Author: Marcia DeLonge

Friends and acquaintances often ask me about what to eat (or not eat) if they are concerned about the impacts of their food choices on the world around them. One of the foods that comes up most frequently in this regard is beef, and that’s what I’d like to talk about today.

It is appropriate for thoughtful people to ask questions about beef production, because it is implicated in climate change, pollution, and deforestation. But it’s also true that well-managed grazing lands offer a lot of benefits for the environment and biodiversity.

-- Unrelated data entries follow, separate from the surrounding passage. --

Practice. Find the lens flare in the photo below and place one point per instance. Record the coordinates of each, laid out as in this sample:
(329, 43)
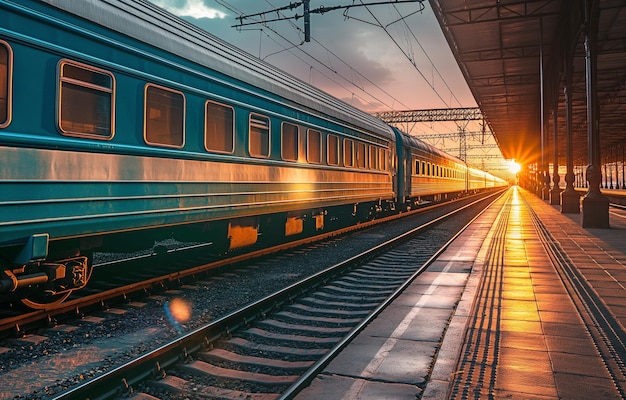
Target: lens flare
(514, 167)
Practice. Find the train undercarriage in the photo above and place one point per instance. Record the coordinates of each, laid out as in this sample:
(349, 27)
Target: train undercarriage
(43, 272)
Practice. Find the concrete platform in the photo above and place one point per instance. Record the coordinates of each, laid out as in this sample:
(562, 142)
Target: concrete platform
(496, 316)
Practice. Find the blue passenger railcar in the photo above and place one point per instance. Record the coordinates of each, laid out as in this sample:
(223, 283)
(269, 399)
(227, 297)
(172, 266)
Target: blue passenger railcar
(121, 124)
(429, 174)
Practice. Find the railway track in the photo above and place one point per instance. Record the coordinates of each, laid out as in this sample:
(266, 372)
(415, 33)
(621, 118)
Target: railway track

These include the opportunity for farmers to grow cattle feed as a part of healthy soil-building crop rotations, as well as the possibility that manure—rather than becoming a waste product to be managed—can be productively used on farms to recycle nutrients and reduce reliance on chemical fertilizers. With these factors in mind, if you choose to eat beef, it’s important to look at how and where it’s produced.

Better beef requires better farming systems, from the ground up

Let’s start by looking at some of the land management practices that are responsible for unsustainable beef production.

  • Deforested areas. Millions of beef cattle are produced in the deforested tropics, and my colleagues have identified this as a key driver of deforestation, with devastating implications for climate change, biodiversity, and more. However, it’s also important to note that the factors causing deforestation are complex, and that most beef is consumed in the country where it is produced. This means that reducing beef consumption in the US may help alleviate deforestation by making a small dent in global demand, but directly confronting responsible companies is likely to be more effective.
  • Degraded grasslands. It’s common to hear about grasslands destroyed by overgrazing. The exact meaning and utility of this term is often debated (read this interesting blog for one perspective, or this paper for an academic review), and there’s still uncertainty about what level of stocking rate is too high in any given ecosystem and management system. However, there is agreement that grazing mismanagement can be very destructive to ecosystems, leading to degraded landscapes. At the same time, good land management (including grazing management) has been shown to improve degraded areas, and there are many degraded lands with significant potential for improvement.